Logistic Regression: Inference

Author

Prof. Maria Tackett

Published

Apr 08, 2025

Announcements

Lab 07 due TODAY at 11:59pm
Team Feedback (email from TEAMMATES) due TODAY at 11:59pm (check email)
HW 04 due April 10 at 11:59pm
Next project milestone: Draft and peer review in Friday’s lab
Exam 02 - April 17 (same format as Exam 01)
- Exam 02 practice + lecture recordings available
Statistics experience due April 22

Questions from this week’s content?

Topics

Test of significance for a subset of predictors
Inference for a single predictor

Computational setup

library(tidyverse)
library(tidymodels)
library(pROC)      
library(knitr)
library(kableExtra)

# set default theme in ggplot2
ggplot2::theme_set(ggplot2::theme_bw())

Risk of coronary heart disease

This data set is from an ongoing cardiovascular study on residents of the town of Framingham, Massachusetts. We want to examine the relationship between various health characteristics and the risk of having heart disease.

high_risk:
- 1: High risk of having heart disease in next 10 years
- 0: Not high risk of having heart disease in next 10 years
age: Age at exam time (in years)
totChol: Total cholesterol (in mg/dL)
currentSmoker: 0 = nonsmoker, 1 = smoker
education: 1 = Some High School, 2 = High School or GED, 3 = Some College or Vocational School, 4 = College

Modeling risk of coronary heart disease

Using age, totChol, and currentSmoker

term	estimate	std.error	statistic	p.value	conf.low	conf.high
(Intercept)	-6.673	0.378	-17.647	0.000	-7.423	-5.940
age	0.082	0.006	14.344	0.000	0.071	0.094
totChol	0.002	0.001	1.940	0.052	0.000	0.004
currentSmoker1	0.443	0.094	4.733	0.000	0.260	0.627

Drop-in-deviance test

We will use a drop-in-deviance test (Likelihood Ratio Test) to test

the overall statistical significance of a logistic regression model
the statistical significance of a subset of coefficients in the model

Deviance

The deviance is a measure of the degree to which the predicted values are different from the observed values (compares the current model to a “saturated” model)

In logistic regression,

$D = - 2 \log L$

$D \sim χ_{n - p - 1}^{2}$ ( $D$ follows a Chi-square distribution with $n - p - 1$ degrees of freedom)¹

Note: $n - p - 1$ a the degrees of freedom associated with the error in the model (like residuals)

$χ^{2}$ distribution

Test for overall significance

We can test the overall significance for a logistic regression model, i.e., whether there is at least one predictor with a non-zero coefficient

$\begin{aligned} H_{0} : β_{1} = \dots = β_{p} = 0 \\ H_{a} : β_{j} \neq 0 for at least one j \end{aligned}$

. . .

The drop-in-deviance test for overall significance compares the fit of a model with no predictors to the current model.
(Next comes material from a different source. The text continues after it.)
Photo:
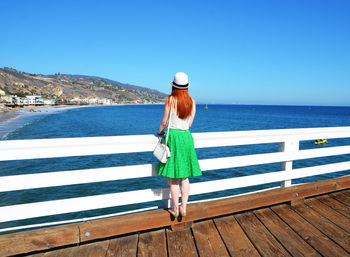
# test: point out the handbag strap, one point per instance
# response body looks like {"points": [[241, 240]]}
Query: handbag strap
{"points": [[167, 134]]}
Drop-in-deviance test statistic

Let $L_{0}$ and $L_{a}$ be the likelihood functions of the model under $H_{0}$ and $H_{a}$ , respectively. The test statistic is

$\begin{aligned} G = D_{0} - D_{a} & = (- 2 \log L_{0}) - (- 2 \log L_{a}) \\ = - 2 (\log L_{0} - \log L_{a}) \\ = - 2 \sum_{i = 1}^{n} [y_{i} \log (\frac{{\hat{π}}^{0}}{{\hat{π}}_{i}^{a}}) + (1 - y_{i}) \log (\frac{1 - {\hat{π}}^{0}}{1 - {\hat{π}}_{i}^{a}})] \end{aligned}$

where ${\hat{π}}^{0}$ is the predicted probability under $H_{0}$ and ${\hat{π}}_{i}^{a} = \frac{\exp {x_{i}^{T} β}}{1 + \exp {x_{i}^{T} β}}$ is the predicted probability under $H_{a}$

Drop-in-deviance test statistic

$G = - 2 \sum_{i = 1}^{n} [y_{i} \log (\frac{{\hat{π}}^{0}}{{\hat{π}}_{i}^{a}}) + (1 - y_{i}) \log (\frac{1 - {\hat{π}}^{0}}{1 - {\hat{π}}_{i}^{a}})]$

. . .

When $n$ is large, $G \sim χ_{p}^{2}$ , ( $G$ follows a Chi-square distribution with $p$ degrees of freedom)²
The p-value is calculated as $P (χ^{2} > G)$
Large values of $G$ (small p-values) indicate at least one $β_{j}$ is non-zero

Heart disease model: drop-in-deviance test

$\begin{aligned} H_{0} : β_{a g e} = β_{t o t C h o l} = β_{c u r r e n t S m o k e r} = 0 \\ H_{a} : β_{j} \neq 0 for at least one j \end{aligned}$

. . .

Fit the null model (we’ve already fit the alternative model)

null_model <- glm(high_risk ~ 1, data = heart_disease, family = "binomial")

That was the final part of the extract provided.